MS. DAVIS: Okay. Based on kind of what I was reading as well as
my phone-a-friend, Judge, I think that we’ll withdraw our proposal
and we’ll accept Mr. Flood’s at or near the time of the commission of
the offense but — and we also agree it should not be a special issue.
On appeal appellant complains that the trial court erred in submitting a
charge that did not track the language of the statute. The record reflects, however,
that appellant requested the erroneous charge. When a defendant requests a charge,
and the court submits it, he cannot complain of that charge on appeal. Tucker v.

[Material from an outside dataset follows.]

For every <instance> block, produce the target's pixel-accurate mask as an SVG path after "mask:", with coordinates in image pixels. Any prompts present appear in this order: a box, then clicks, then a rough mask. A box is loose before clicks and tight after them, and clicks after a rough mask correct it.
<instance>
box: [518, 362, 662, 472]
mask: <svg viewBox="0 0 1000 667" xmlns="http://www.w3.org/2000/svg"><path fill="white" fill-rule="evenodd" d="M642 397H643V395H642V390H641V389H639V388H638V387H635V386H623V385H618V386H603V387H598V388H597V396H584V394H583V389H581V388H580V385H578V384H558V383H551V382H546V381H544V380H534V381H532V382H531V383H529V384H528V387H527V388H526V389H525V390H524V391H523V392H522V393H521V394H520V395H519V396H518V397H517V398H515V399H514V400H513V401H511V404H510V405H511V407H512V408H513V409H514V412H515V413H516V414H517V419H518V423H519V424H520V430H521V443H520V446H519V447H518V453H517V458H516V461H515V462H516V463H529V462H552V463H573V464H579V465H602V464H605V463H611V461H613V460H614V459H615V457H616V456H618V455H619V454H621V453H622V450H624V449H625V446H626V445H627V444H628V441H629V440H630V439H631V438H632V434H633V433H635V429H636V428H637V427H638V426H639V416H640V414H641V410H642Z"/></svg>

State, 771 S.W.2d 523, 534 (Tex. Crim. App. 1988). Even if the charge is later
found to be erroneous, the accused cannot first invite error and then complain
about it on appeal. Id.; Ortiz v. State, 144 S.W.3d 225, 230 (Tex. App.—Houston
[14th Dist.] 2004, pet. ref’d). Because appellant cannot take advantage of an error
that he invited, we overrule appellant’s second issue.
We affirm the trial court’s judgment.
/s/ Martha Hill Jamison
Justice
Panel consists of Justices Boyce, Christopher, and Jamison.
Do Not Publish — Tex. R. App. P. 47.2(b).